And as Twitter grew in popularity—the company more than more than doubled the number of monthly active users from in the year following the World Cup, from 40 million to 85 million—it recognized that this ad-hoc, siloed approach to tackling the site's technical problems was no longer appropriate.

"After a while we realized we needed someone in the middle that was kind of watching the whole service, every piece of it at once," said Michaels. "Because seeing how your piece is working doesn't necessarily reflect how it's impacting Twitter as a whole. That's where we came in."
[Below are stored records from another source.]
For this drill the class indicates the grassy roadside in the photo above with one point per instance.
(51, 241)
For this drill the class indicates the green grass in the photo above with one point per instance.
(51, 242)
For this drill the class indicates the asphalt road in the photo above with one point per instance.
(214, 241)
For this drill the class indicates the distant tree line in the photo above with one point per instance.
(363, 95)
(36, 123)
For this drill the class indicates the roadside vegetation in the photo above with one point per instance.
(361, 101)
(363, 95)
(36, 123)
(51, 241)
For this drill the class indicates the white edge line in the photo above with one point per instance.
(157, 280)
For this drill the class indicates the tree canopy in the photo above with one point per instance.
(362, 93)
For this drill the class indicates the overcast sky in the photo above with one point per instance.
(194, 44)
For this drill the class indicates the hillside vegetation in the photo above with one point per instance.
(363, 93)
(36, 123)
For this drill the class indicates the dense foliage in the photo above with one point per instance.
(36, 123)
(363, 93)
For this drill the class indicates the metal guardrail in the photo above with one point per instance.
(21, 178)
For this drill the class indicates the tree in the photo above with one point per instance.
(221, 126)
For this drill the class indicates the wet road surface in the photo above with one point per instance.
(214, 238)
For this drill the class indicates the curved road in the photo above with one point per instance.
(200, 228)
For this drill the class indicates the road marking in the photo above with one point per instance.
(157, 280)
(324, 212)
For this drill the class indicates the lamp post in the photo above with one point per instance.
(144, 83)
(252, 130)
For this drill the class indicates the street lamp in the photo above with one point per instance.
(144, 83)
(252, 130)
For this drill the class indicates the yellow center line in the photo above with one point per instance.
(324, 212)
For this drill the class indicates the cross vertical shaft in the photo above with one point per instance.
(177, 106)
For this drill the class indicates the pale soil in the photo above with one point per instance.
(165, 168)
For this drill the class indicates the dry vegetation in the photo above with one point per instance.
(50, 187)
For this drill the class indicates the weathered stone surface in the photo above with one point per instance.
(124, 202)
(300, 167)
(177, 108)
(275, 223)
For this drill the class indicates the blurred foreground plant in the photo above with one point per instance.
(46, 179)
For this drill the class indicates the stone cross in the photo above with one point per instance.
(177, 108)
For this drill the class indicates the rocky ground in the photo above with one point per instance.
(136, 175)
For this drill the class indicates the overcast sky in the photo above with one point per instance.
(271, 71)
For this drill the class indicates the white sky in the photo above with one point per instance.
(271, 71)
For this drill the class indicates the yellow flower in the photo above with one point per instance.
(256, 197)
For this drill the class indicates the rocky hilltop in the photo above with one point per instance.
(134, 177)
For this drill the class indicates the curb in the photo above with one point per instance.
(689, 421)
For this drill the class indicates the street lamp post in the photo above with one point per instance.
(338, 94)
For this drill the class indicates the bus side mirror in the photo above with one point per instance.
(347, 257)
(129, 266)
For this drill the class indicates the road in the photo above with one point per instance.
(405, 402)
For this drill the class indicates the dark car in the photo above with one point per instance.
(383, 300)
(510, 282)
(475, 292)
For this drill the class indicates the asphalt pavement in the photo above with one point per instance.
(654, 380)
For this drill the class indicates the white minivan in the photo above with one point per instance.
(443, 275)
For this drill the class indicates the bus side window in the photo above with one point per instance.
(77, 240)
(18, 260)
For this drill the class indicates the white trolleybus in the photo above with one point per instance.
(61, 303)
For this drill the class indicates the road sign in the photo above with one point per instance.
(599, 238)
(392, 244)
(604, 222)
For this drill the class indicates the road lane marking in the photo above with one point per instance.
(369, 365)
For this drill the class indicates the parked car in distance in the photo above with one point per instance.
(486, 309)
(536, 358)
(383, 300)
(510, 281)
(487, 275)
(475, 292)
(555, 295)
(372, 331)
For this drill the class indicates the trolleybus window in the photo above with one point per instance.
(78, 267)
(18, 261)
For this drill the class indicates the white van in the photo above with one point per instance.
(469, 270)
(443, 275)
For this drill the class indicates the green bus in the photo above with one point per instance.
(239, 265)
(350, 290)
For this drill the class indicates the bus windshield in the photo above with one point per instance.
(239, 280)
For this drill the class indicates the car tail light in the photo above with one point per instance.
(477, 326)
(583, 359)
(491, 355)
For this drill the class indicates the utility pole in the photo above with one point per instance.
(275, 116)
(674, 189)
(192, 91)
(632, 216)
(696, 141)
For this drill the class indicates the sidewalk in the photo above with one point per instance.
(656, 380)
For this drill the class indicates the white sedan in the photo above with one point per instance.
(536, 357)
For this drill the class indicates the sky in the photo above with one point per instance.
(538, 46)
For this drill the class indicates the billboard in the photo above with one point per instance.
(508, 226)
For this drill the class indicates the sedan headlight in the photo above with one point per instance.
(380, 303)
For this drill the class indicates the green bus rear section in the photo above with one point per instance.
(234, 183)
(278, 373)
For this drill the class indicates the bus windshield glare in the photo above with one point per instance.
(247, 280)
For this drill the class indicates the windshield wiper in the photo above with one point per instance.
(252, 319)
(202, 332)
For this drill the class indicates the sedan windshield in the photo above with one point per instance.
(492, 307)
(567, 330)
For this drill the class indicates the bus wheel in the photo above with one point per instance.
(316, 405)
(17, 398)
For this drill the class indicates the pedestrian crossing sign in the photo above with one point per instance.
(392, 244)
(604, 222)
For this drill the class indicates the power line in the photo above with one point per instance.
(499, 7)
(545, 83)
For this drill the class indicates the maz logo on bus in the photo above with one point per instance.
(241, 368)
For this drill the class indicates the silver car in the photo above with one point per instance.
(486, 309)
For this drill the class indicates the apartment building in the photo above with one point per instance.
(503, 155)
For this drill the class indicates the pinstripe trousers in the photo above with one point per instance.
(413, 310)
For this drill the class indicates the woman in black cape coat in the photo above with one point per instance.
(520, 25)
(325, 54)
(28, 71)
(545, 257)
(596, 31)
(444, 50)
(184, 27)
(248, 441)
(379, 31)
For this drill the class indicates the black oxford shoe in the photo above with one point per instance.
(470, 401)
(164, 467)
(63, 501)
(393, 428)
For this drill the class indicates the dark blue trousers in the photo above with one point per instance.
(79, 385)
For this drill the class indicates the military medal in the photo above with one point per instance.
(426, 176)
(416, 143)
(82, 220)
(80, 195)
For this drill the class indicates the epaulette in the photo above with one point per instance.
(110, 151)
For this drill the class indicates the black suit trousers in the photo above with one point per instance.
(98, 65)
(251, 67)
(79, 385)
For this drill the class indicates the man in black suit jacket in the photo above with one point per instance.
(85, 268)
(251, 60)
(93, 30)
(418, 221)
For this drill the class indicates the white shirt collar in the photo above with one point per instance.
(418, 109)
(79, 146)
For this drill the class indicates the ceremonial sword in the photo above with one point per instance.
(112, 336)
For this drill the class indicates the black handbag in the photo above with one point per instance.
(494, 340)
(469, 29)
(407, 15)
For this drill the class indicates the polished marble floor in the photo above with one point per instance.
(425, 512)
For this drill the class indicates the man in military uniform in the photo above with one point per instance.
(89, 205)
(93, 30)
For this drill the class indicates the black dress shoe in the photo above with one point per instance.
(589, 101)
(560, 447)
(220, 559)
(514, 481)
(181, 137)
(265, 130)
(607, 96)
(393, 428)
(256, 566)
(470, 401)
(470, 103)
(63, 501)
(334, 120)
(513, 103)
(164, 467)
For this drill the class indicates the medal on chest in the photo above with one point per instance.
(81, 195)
Beyond the obvious structural advantage of having a one-stop shop designed to put out server fires before they rage out of control, a key component of the Command Center's success, Michaels explained, is the regular audits and war games simulations it performs to better understand how Twitter responds to unexpected events that the team cannot prepare for in advance. "After these type of events," Michaels said, "we look at the traffic and the pattern so that in the future we can figure out what needs fixing. We try to give ourselves a second chance at these events so we can actually dig in deeper while they're happening."

One of these unexpected events occurred in March 2015, when Zayn Malik, of the popular boy band One Direction, announced on social media that he was leaving the group so he could be a "normal 22-year-old who is able to relax and have some private time out of the spotlight." Malik's announcement quickly led to a mournful hashtag, #AlwaysInOurHeartsZaynMalik, and an outpouring of tweets, retweets, and digital tears.

"It's very odd that as a grown man I know this," Micheals joked, referring to Malik's high-profile announcement and the subsequent tide of tweets. But there was an upside to the sad day since it gave Michaels and the Command Center the opportunity to pore over the data to better prepare Twitter's infrastructure for the next boy band breakup or furious international debate surrounding the color of a dress.

While no online service is invulnerable to the occasional technical glitch, the Command Center appears to be working as intended. In late 2013, Twitter retired the cutesy Fail Whale error message partly in recognition of the progress it had made in terms of stability, and service outages are now treated as major news stories and not merely as fodder for dank memes. "From an outside perspective Twitter can seem like, 'Well how complex can it be?'" Michaels said. "But if you think of all of the different moving parts of it, from keeping our search fresh to keeping our trending topics fresh, it's actually incredibly complex."

"You want to do your job well at any time," he continued, "but when you're supporting world-impacting events it definitely adds a little bit more to it."